SEC rules allow private companies to confidentially file their IPO registrations 15 days before they begin marketing their stock to public investors to receive private feedback from the agency. The company also lined up an unusually large number of 21 banks to manage the massive IPO, internally code-named “Project Apex,” Reuters reported Tuesday.
The company expects to raise $75 billion, which would make it the largest IPO in history, far surpassing the $29 billion that oil giant Saudi Aramco raised in 2019. As a private company, SpaceX has raised about $10 billion.
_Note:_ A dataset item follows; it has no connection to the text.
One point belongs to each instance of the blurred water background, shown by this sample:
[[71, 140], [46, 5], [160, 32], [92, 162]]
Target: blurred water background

Founded in 2002, SpaceX is the world’s leading space company, flying reusable rockets and spacecraft and operating Starlink, a 10,000-satellite communications network. Musk brought Silicon Valley culture to the staid world of space contracting and disrupted the sector, creating a new industry for private technology and sparking a boom in space startups.
Last February, SpaceX acquired Musk’s xAI in a deal that valued the company at $1.25 trillion. The conglomerate now includes xAI, Musk’s cutting-edge generative AI lab, and X, the social network formerly known as Twitter.
Musk has said for years that SpaceX wouldn’t go public until its spacecraft reaches Mars, but voracious demand for capital has changed that equation even as the company resets its ambitions to target the moon. In recent months, Musk has said the company will build a network of one million data center satellites in space, to be built and launched from Earth’s nearest neighbor.
SpaceX needs billions of dollars to build Starship, a fully reusable heavy-lift rocket that is central to its future business plans and NASA’s hopes of beating China and reaching the moon. It buys spectrum and replenishes Starlink satellites as they age. Pay for the compute required to build and run xAI’s deep learning models.